I am particularly concerned in my own political activities with the global realm—beyond the dominant Triad of the United States, Europe, Japan—where more revolutionary struggles are being played out. At present I am concerned with fate of the Bolivarian Revolution in Venezuela, the Movement Toward Socialism in Bolivia, The MST in Brazil, the peasant revolts in India, the revolutionary movement in Nepal, and the global climate movement—as well as numerous other on the ground struggles.

Political activity…extends far beyond the state, and beyond electoral politics, and is related to community … this same imperial machine serves to a large extent to keep our own population in line.

I am likewise concerned, but in a quite different way, with various neofascist trends from Bolsonaro in Brazil to Duterte in the Philippines to Poroshenko in the Ukraine to Trump in the United States. The downward spiral of contemporary capitalism is manifested in a twofold disjuncture of economic stagnation and ecological collapse that together threaten all of civilization. This general crisis of capitalist production has now spread to the liberal-democratic state, resulting in the rise of extreme nationalist, racist, and neofacist currents, which draw their support not only from the lower middle class, and privileged (often white supremacist) populations, but also from key sectors of the financial class.

The imperial machine at work abroad and at home

The United States as the hegemonic imperial power is at the center of all of these developments. Recently, I watched a college football game and noticed that in one of the now ritual celebrations of the US military it was stated, as an item of pride, that US troops were in 137 countries around the world. Why does the United States have troops in 137 countries? (There are only 195 countries in the world all told.)

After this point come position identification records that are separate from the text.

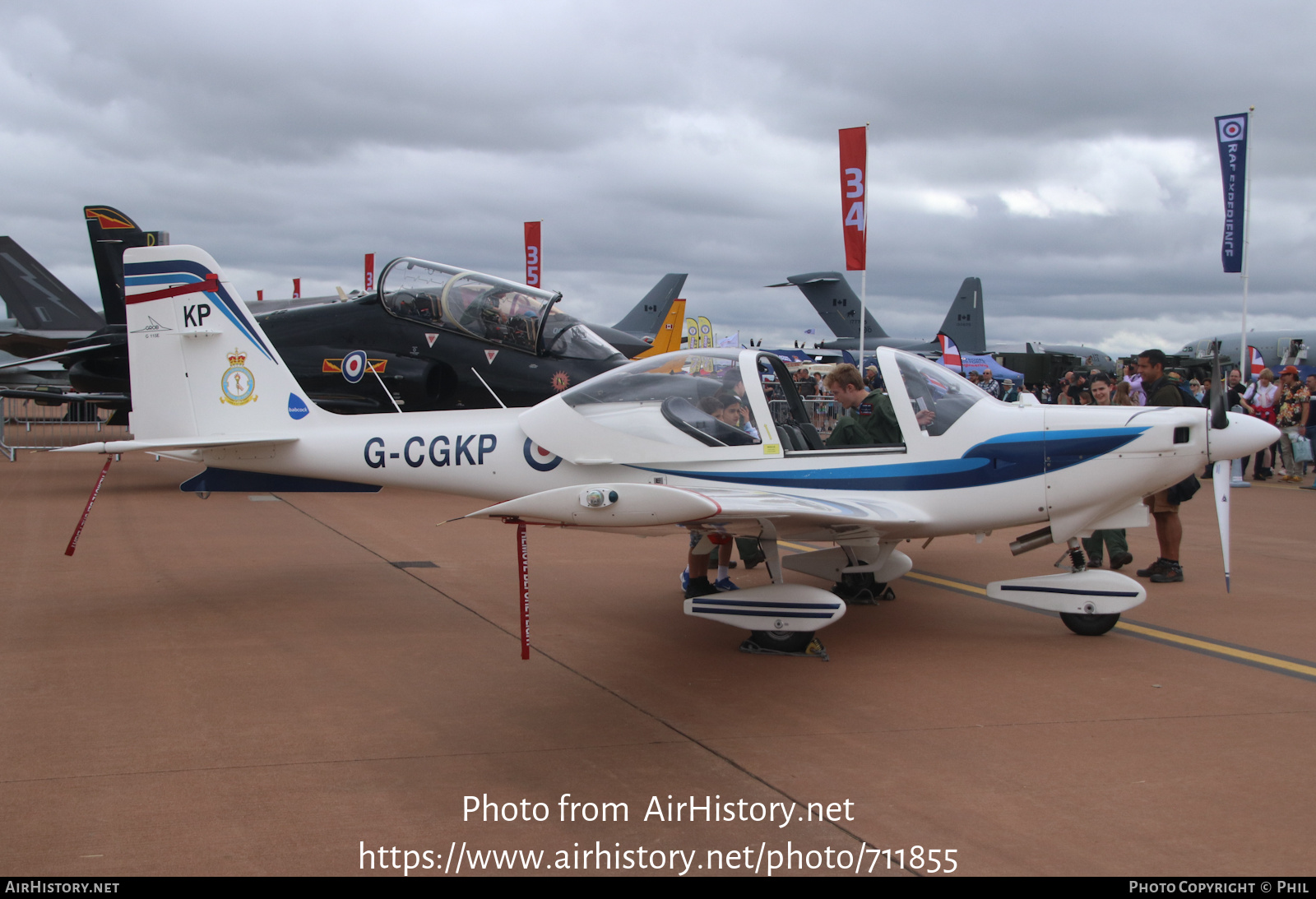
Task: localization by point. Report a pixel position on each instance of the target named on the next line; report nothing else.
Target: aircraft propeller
(1221, 474)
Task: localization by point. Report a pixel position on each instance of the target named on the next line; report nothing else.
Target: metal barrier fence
(33, 425)
(822, 414)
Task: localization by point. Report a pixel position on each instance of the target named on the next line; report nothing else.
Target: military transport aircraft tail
(112, 232)
(668, 340)
(36, 298)
(202, 368)
(965, 322)
(651, 313)
(836, 302)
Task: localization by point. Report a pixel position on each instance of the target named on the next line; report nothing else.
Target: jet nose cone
(1243, 438)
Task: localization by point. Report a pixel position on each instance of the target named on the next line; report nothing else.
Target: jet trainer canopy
(487, 308)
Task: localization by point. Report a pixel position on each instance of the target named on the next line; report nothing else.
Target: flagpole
(1244, 355)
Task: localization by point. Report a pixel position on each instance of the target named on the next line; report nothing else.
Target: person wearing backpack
(1162, 390)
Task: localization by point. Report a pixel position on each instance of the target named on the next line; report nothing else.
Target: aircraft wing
(642, 507)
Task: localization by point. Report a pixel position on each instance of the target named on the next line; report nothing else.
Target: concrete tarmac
(253, 684)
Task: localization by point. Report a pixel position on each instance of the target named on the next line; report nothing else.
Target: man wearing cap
(1294, 410)
(1169, 531)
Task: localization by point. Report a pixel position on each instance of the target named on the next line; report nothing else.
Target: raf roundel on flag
(1232, 135)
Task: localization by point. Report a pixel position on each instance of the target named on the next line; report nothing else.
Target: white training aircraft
(631, 451)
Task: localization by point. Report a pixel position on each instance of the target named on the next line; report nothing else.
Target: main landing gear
(862, 589)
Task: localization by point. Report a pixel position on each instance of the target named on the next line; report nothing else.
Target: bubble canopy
(487, 308)
(673, 407)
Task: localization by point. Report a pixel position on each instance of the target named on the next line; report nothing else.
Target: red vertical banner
(523, 557)
(533, 254)
(855, 178)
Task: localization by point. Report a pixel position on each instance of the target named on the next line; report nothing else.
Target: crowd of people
(849, 407)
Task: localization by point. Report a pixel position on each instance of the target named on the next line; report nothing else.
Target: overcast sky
(1063, 155)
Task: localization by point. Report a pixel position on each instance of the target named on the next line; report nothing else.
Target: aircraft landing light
(1294, 668)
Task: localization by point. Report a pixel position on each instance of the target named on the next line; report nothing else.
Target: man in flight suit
(870, 420)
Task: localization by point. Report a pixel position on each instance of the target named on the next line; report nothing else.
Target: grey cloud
(287, 140)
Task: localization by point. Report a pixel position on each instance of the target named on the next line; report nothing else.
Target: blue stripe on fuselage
(169, 271)
(1010, 457)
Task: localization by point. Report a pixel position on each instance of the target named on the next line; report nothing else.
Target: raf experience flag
(855, 164)
(1232, 135)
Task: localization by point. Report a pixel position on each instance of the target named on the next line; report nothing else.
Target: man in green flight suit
(870, 420)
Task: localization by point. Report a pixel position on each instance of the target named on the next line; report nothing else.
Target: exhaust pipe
(1030, 541)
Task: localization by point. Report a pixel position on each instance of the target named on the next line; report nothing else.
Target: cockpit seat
(791, 438)
(701, 425)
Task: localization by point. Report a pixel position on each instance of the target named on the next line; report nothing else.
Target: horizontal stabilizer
(1081, 592)
(178, 444)
(225, 480)
(776, 607)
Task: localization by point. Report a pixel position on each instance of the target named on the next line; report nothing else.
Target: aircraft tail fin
(833, 298)
(651, 313)
(668, 340)
(199, 361)
(112, 232)
(966, 320)
(36, 298)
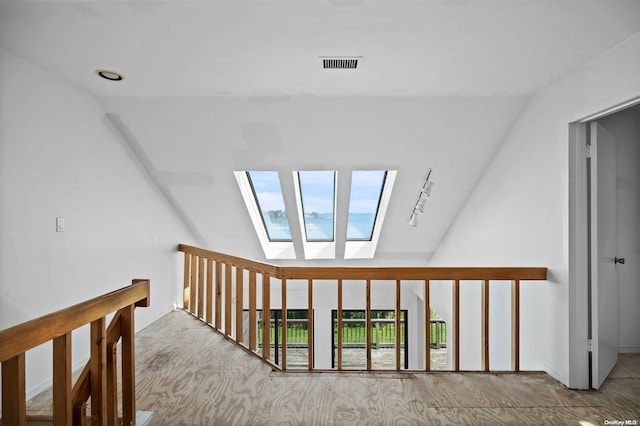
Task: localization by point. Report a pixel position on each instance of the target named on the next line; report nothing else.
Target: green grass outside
(350, 334)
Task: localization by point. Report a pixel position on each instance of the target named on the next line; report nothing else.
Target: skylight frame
(314, 249)
(366, 249)
(261, 212)
(271, 249)
(377, 211)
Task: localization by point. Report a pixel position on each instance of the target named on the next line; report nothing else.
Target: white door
(604, 280)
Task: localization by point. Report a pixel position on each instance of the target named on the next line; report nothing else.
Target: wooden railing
(210, 297)
(98, 380)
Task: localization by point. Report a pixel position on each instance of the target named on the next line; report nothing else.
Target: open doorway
(605, 235)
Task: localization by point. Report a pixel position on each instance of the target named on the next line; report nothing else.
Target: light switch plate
(59, 224)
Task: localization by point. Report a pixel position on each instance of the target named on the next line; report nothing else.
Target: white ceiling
(216, 86)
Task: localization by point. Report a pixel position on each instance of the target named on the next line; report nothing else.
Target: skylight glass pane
(366, 191)
(317, 190)
(268, 195)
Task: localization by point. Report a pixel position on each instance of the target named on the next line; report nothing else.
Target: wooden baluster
(13, 391)
(398, 314)
(456, 325)
(128, 366)
(485, 325)
(201, 296)
(218, 324)
(310, 323)
(80, 414)
(112, 383)
(284, 324)
(62, 380)
(239, 304)
(266, 316)
(81, 392)
(192, 284)
(515, 325)
(227, 299)
(339, 324)
(98, 372)
(427, 325)
(187, 275)
(209, 303)
(252, 311)
(367, 326)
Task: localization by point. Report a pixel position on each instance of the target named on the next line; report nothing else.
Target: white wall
(625, 127)
(518, 212)
(59, 158)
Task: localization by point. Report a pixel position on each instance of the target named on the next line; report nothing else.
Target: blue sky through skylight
(317, 189)
(366, 190)
(268, 194)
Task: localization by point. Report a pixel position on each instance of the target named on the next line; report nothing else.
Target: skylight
(370, 196)
(364, 202)
(268, 194)
(317, 189)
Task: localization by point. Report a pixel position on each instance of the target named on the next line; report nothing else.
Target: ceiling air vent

The United States has over eight hundred military bases located in seventy countries. Why? In the last year in which Obama was in office, the United States dropped 26,171 bombs. Drone assassinations were ordered by the president every morning, with his selection of the specific individuals or groups to be assassinated. Why? The truth is that the United States is the hegemonic military-imperial power in the world and aims to stay that way. All attempts by countries around the globe to free themselves from the clutches of multinational corporations and the world market are subject to political ostracization, economic sanctions, coups, assassinations, and military interventions—all engineered in part in Washington. It is this same imperial machine that serves to a large extent to keep our own population in line. Today’s militarized police forces are a crucial element in the New Jim Crow that has put grossly disproportionate numbers of Black men behind bars, and which makes Black men a principle target for police shootings.

Resistance here matters

The struggle against Empire thus begins in the United States, as does the struggle for System Change Not Climate Change, and the struggle against capitalism. In a world which is chained by an imperialism forged largely in the United States, resistance and revolts in this country matter, and are invariably heard around the world.

Hence, for Americans, more than any other population in the world, anti-imperialism necessarily begins at home, where imperialism finds its world bastion: Fortress America. Those who reside in the United States have an indispensable role in making room for a world of substantive equality and ecological sustainability.

Going beyond the failed system

It is our job to support revolutionaries in the poorest and most oppressed nations on earth by backing their aspirations, and by opposing US militarism and imperialism abroad. We should acknowledge the cry, Let My People Go! Capitalism is now a failed system. But in order to go beyond it we have to fight to create a new future for humanity, and we have to begin where we are, while aligning ourselves with an emerging International of global struggle. Being a political animal in this sense, means a commitment to the global community, and to the most oppressed of the world’s people. We will not be free until they are free.